Mi sento improvvisamente stanca.

Tanto stanca.

- Akito… mi dispiace. Di tutto. -

- Anche a me, Rana. Anche a me. -

Apre la porta ed esce.

Io resto qui ferma, inginocchiata a terra, a pensare a lui, Fuka, me, Nao, le mie ginocchia esili contro il mento.

Mi sembra passino ore, ma l’orologio mi regala solo pochi minuti di panico da pensieri troppo veri: esco anche io.

Esco, e guardo Akito che mi aspetta appoggiato alla sua macchina, i riflessi del sole che lo rendono biondo platino.

Mi nasce un sorriso vero.

Perché in fondo, per continuare questa parentesi sbagliata abbiamo ancora un po’ di tempo.

- Allora, vieni o no?! Tra un po’ devo essere a casa, l’hai detto pure te! -

- Sì, sì, stai calmo! Arrivo. -

E mentre salgo in macchina e lo guardo borbottare al volante, diretto verso un qualche bar aperto a quest’ora, penso che per un tempo al momento illimitato Akito non starà con me.

Ma, per un tempo che invece illimitato lo sarà sempre, Akito sarà con me.

Perché Fuka lo salva, proprio come Naozumi salva me… ma Akito ed io, semplicemente, siamo troppo ciò che siamo per stare lontani.

E giusto o sbagliato che sia, così sempre sarà.

Non sempre le cose vanno come si vorrebbe.

Raramente ci vanno, per essere pignoli.

Ma poco importa, perché tanto se qualcosa deve proprio accadere, accadrà.

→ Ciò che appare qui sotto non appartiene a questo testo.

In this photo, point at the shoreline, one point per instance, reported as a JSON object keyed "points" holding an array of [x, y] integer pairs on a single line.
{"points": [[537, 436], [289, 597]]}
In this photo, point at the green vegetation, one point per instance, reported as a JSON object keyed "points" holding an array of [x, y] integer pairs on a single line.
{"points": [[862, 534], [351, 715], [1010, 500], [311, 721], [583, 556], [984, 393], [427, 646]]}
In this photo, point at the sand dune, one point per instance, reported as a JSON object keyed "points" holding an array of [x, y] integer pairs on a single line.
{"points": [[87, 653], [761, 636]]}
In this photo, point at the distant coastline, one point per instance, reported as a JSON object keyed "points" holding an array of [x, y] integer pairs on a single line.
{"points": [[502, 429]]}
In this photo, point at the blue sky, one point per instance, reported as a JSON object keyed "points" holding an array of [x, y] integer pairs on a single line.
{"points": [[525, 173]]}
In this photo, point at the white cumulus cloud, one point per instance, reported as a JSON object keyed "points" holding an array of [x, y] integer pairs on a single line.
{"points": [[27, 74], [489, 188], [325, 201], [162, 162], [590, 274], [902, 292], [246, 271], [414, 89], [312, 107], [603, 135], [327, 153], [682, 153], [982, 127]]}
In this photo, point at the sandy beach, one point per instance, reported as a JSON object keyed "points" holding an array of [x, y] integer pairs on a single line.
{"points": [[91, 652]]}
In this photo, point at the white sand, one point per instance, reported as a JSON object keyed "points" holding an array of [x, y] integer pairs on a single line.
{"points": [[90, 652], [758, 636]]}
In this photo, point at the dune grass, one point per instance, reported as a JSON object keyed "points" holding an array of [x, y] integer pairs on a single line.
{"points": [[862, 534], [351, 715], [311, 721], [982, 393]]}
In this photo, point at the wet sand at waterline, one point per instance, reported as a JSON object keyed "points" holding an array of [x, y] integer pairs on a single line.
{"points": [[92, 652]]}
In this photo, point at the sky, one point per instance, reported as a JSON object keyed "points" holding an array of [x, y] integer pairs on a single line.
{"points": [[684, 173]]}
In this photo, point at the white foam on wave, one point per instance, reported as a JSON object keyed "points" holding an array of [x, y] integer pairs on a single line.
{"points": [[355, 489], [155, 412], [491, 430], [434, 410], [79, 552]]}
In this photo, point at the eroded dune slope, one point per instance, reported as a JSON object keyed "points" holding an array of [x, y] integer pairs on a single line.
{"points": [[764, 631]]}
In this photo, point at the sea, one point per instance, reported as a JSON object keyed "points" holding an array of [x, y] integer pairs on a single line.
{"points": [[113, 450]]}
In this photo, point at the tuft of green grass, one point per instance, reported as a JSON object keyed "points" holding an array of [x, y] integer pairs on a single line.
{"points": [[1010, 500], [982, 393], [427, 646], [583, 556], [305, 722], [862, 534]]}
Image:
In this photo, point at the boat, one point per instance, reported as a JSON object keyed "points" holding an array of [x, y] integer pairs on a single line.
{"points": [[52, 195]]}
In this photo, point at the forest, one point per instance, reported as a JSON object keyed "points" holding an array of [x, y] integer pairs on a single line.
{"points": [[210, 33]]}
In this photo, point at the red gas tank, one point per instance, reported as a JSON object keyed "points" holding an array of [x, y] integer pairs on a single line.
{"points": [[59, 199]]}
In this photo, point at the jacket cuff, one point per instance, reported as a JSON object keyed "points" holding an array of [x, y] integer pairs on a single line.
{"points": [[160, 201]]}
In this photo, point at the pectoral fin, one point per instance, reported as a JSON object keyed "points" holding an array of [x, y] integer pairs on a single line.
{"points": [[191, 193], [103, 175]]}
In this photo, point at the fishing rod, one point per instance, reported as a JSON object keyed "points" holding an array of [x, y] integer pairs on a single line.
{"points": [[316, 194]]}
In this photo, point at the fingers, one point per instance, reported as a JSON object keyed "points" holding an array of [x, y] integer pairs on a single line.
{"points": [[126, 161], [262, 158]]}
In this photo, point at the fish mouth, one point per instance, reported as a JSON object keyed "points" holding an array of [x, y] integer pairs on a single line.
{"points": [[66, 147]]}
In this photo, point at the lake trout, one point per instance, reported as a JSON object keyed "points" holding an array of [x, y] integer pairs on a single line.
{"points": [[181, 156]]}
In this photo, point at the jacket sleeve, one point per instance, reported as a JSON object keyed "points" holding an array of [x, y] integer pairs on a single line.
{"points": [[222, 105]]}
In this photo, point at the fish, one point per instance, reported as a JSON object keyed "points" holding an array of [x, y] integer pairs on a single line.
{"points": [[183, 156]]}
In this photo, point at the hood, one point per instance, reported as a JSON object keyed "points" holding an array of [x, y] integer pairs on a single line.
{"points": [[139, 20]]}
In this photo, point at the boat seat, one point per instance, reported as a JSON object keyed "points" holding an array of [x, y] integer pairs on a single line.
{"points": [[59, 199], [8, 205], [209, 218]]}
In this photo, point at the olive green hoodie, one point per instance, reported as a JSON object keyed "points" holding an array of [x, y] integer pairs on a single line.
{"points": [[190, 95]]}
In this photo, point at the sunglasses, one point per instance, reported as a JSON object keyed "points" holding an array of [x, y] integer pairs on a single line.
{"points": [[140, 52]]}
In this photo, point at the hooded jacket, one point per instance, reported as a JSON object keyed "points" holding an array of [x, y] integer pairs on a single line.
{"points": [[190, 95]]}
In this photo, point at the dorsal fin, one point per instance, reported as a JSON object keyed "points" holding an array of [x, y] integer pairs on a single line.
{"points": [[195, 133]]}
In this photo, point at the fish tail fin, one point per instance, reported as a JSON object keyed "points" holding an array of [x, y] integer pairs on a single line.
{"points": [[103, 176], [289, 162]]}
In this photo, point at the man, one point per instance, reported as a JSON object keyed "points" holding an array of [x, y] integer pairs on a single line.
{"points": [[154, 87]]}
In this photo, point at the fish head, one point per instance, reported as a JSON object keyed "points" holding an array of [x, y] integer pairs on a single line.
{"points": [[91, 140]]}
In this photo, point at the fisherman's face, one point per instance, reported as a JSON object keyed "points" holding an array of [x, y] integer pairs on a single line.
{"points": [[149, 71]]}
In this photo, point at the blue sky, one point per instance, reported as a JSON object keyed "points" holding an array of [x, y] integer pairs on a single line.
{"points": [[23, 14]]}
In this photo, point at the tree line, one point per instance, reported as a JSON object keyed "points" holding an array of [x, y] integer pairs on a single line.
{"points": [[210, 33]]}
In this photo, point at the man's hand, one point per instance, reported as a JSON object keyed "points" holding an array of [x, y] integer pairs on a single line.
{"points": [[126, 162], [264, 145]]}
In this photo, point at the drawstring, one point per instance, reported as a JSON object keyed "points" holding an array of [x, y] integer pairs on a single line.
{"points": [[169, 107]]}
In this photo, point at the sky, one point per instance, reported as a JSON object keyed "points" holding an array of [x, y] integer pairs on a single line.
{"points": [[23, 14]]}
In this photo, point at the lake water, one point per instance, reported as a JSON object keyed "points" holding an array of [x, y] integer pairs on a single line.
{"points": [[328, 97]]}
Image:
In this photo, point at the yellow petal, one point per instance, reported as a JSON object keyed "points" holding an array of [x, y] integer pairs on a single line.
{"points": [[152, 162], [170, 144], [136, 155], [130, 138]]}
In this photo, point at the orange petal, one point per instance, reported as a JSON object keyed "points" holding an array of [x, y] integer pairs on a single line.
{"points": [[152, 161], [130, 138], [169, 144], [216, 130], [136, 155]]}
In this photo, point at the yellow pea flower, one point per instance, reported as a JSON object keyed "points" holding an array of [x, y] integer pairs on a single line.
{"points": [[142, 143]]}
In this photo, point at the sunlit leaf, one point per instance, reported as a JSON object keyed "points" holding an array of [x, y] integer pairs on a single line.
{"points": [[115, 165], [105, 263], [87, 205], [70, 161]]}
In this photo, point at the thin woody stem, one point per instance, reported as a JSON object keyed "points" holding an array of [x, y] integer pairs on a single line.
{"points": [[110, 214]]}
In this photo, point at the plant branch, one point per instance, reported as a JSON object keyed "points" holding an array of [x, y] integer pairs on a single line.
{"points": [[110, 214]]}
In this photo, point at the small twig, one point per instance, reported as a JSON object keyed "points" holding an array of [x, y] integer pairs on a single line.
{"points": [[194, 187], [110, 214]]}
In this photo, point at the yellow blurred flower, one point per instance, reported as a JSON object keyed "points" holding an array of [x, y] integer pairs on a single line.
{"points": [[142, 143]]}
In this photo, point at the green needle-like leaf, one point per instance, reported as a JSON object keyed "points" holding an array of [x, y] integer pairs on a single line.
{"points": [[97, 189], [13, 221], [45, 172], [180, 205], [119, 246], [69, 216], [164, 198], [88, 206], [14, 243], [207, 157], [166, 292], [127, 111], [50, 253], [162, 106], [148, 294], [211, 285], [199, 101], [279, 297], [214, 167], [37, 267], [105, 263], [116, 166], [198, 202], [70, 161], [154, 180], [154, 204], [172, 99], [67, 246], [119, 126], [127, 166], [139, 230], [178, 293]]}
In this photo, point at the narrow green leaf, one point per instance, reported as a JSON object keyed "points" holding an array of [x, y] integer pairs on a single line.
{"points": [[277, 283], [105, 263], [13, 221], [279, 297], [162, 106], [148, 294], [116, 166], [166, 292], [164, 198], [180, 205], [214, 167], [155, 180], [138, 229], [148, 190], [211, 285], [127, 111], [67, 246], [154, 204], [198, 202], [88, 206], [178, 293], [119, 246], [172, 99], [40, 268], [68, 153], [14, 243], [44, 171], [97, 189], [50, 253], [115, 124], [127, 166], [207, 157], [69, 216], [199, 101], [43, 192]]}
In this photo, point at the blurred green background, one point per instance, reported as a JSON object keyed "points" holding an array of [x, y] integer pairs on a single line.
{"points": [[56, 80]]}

E per la giustizia non ci sarà posto, per quanto ci si impegni.

Due persone possono non riuscire a stare insieme ufficialmente e stabilmente, ma allo stesso tempo possono non riuscire a non far collidere per più di poco tempo le proprie anime o qualunque cosa sia ciò che ci smuove dentro.

Questo è ciò che qui accade ad Akito e Sana.

Altre persone sono le anime gemelle di chi amano, ma non saranno mai il Tutto per esse.

Questo è ciò che qui accade a Fuka e Naozumi.

Altre persone si amano candidamente e, semplicemente, è giusto così.

Questo è ciò che qui accade a Tsuyoshi ed Aya.

E qui così sarà sempre.

……….THE END……….

*Rana è un nomignolo che, nel manga, Akito dà a Sana, facendo un gioco di parole con i kanji del suo nome.

Nota: questa è una song-fiction, e tutti i diritti della canzone in rosa sono di Anna Oxa.